Configuration

Main configuration file

The main configuration file is located at ~/.scida/config.yaml. If this file does not exist, it is created with the first use of scida. The file is using the YAML format. The following options are available:

copied_default: If this option is set True, a warning is printed because the copied default config has not been adjusted by the user yet. Once you have done so, remove this line.
cache_path: Sets the folder to use as a cache for scida. Recommended to be moved out of the home directory to a fast disk.
datafolders: A list of folders to scan for data specifiers when using scida.load("specifier").
nthreads: scida itself might use multiple threads for some operations. This option sets the number of threads to use. This is independent of any dask threading. Default: 8
missing_units: How to handle missing units. Can be "warn", "raise", or "ignore". "warn" will print a warning, "raise" will raise an exception, and "ignore" will silently continue without the right units. Default: "warn"
testdata_path: The base path to the test data sets defined in "tests/testdata.yaml".

Simulation configuration

By default, scida will load supported simulation configurations from the package. User configurations for simulations are loaded from ~/.config/scida/simulations.yaml. This file is also in YAML format.

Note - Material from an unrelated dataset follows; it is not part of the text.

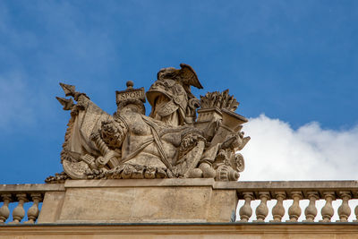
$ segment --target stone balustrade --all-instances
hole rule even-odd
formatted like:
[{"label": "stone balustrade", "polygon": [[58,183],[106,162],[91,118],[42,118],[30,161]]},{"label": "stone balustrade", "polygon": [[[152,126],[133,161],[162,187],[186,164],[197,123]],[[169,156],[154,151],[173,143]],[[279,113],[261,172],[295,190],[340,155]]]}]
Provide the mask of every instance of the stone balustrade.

The configuration has to have the following structure:

data:
  SIMNAME1:

  SIMNAME2:

Each simulation could look something like this:

data:
  SIMNAME1:
    aliases:
      - SIMNAME
      - SMN1
    identifiers:
      Parameters:
        SimName: SIMNAME1
      Config:
        SavePath:
          content: /path/to/simname
          match: substr
    unitfile: units/simnameunits.yaml
    dataset_type:
      series: ArepoSimulation
      dataset: ArepoSnapshot

aliases: A list of aliases for the simulation. These can be used to load the simulation with scida.load("alias").
identifiers: A dictionary of identifiers from the metadata of a given dataset to identify it as such. In above example "/Parameters" is the path to an attribute "SimName" in the HDF5/zarr metadata with the exact content as given. Multiple identifiers can be given, in which case all have to match. Partial matches of a given key-value key are possible by passing a dictionary {"content": "valuesubstr", match: substring} rather than a string.
unitfile: The path to the unitfile relative to the user/repository simulation configuration. user configurations take precedence over the package configuration.
dataset_type: Can explicitly fix the dataset/series type for a simulation.

Unit files

Unit files are used to determine the units of datasets, particularly for datasets that do not have metadata that can be used to infer units. Unit files are specified either explicitly via the unitfile option in scida.load or implicitly via the simulation configuration, see above. Relative paths, such as units/simnameunits.yaml are relative to the user/package simulation config folder. The former (~/.config/scida/) takes precedence.

A unit file could look like this:

metadata_unitsystem: cgs
units:
  unit_length: 100.0 * km
  unit_mass: g
fields:
  _all:
    CounterID: none
    Coordinates: unit_length
  InternalArrays: none
  PartType0:
    SubPartType0:
      FurthestSubgroupDistance: unit_length
    NearestNeighborDistance: unit_length
    Energy: 10.0 * erg

metadata_unitsystem: The unitsystem assumed when deducing units from metadata dimensions where available. Only cgs supported right now.
units: unit definitions that are used in the following fields section. The units are defined as pint expressions.
fields: A dictionary of fields and their units. The fields are specified as a path to the field in the dataset. The special field _all can be used to set the default unit for all fields with a given name irrespective of the path of the field. Other than that, entries represent the fields or containers of fields. The special field none can be used to set the unit to None, i.e. no unit. This is differently handled than " "/"dimensionless" as the field will be treated as array rather than dimensionless pint array.